At one unanswered door, Carragher lifts the lid of the letterbox to put through their leaflet, uncovering a leaflet from the anti-repeal side already stuck halfway through. “Oooh controversy”, she laughs placing her leaflet alongside it. Coming out from the driveway, the other side of the referendum, the pro-life group can be seen on the opposite side of the estate doing their leaflet drop. In contrast they look a little better dressed, more professional and less like an amalgamation of different people wearing common cause hi-vis vests. “It’s worth noting I think, they are just doing leaflet drops, we are actually having discussions with people and answering their questions”, Carragher says, referencing the opposing group across the estate.
The only man on the canvass (although he is eager to point out that’s not always the case), Rob Hunter runs the social media account Lads For Choice. He emphasises that the vast number of unsure voters is not unusual at this stage of a campaign. “People don’t make up their minds until 10 days before according to the stats”, he says.
“The last four weeks or the last three or two weeks are the important ones. We can do all these great things now but anyone who is engaged now has probably already made up their mind. It’s later that we need to get through to all the guys from different backgrounds and get groups together to really work hard.”
The last four weeks or the last three or two weeks are the important ones. We can do all these great things now but anyone who is engaged now has probably already made up their mind
With the sky further darkening and the clouds beginning to make good of their threats, the group agreed to knock on just a handful more doors before leaving.
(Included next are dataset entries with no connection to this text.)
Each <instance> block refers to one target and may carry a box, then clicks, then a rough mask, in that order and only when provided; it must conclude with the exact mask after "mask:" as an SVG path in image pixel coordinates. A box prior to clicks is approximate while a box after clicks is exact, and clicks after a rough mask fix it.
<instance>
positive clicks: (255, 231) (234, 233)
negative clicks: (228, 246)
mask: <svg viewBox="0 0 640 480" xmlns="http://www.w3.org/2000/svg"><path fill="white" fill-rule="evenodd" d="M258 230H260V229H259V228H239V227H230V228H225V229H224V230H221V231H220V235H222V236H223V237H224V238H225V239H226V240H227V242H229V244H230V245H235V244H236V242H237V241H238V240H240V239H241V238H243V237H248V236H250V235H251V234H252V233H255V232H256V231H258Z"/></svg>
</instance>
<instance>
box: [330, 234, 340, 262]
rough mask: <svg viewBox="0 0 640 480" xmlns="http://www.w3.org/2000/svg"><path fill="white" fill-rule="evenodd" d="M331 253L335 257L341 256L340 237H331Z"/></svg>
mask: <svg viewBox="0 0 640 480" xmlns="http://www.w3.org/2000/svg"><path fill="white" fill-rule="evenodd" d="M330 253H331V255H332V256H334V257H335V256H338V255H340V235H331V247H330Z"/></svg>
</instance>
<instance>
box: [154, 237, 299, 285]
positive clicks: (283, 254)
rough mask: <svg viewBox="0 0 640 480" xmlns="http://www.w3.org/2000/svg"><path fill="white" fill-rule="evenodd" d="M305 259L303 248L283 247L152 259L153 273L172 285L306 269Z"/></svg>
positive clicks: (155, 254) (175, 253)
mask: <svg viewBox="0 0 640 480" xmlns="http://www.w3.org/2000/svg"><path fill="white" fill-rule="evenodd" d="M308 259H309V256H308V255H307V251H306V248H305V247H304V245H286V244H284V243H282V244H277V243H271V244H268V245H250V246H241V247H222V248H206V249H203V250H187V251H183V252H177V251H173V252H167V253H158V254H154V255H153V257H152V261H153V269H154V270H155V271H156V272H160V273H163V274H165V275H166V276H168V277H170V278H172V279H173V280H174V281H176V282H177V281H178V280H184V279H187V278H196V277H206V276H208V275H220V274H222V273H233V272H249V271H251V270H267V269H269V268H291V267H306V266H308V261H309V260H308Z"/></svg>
At one of the final homes, a woman smoking from a top floor bedroom window calls down to the canvassers: “I don’t even have to come to the door love, you have our votes here.” Hunter laughs: “Those are the moments that you get every 20 or 30 minutes where you think I don’t mind being out here. Those little positive interactions.” With the group agreeing to retire, they assemble back at the shopping centre car park to discuss their next canvass the following week, and their planned weekend stall in Tallaght.
After a long day’s work with a couple of hours of canvassing added on, a well-earned break would presumably be in order but for Hunter he says it’s hard to take a break from an issue he is so passionate about. “I don’t dream about it but I think about it all night. I think about it all the time. I’ll be a happy man once it’s all over.”
While much has been said about the importance of social media and online activity in garnering votes, in the minds of those canvassing there will never be anything more important than face to face contact and answering the questions and concerns of the public. With just over six weeks to go until the country goes to the polls, there are thousands of more doors to be knocked on and canvassers from both sides will be hoping they can make a difference.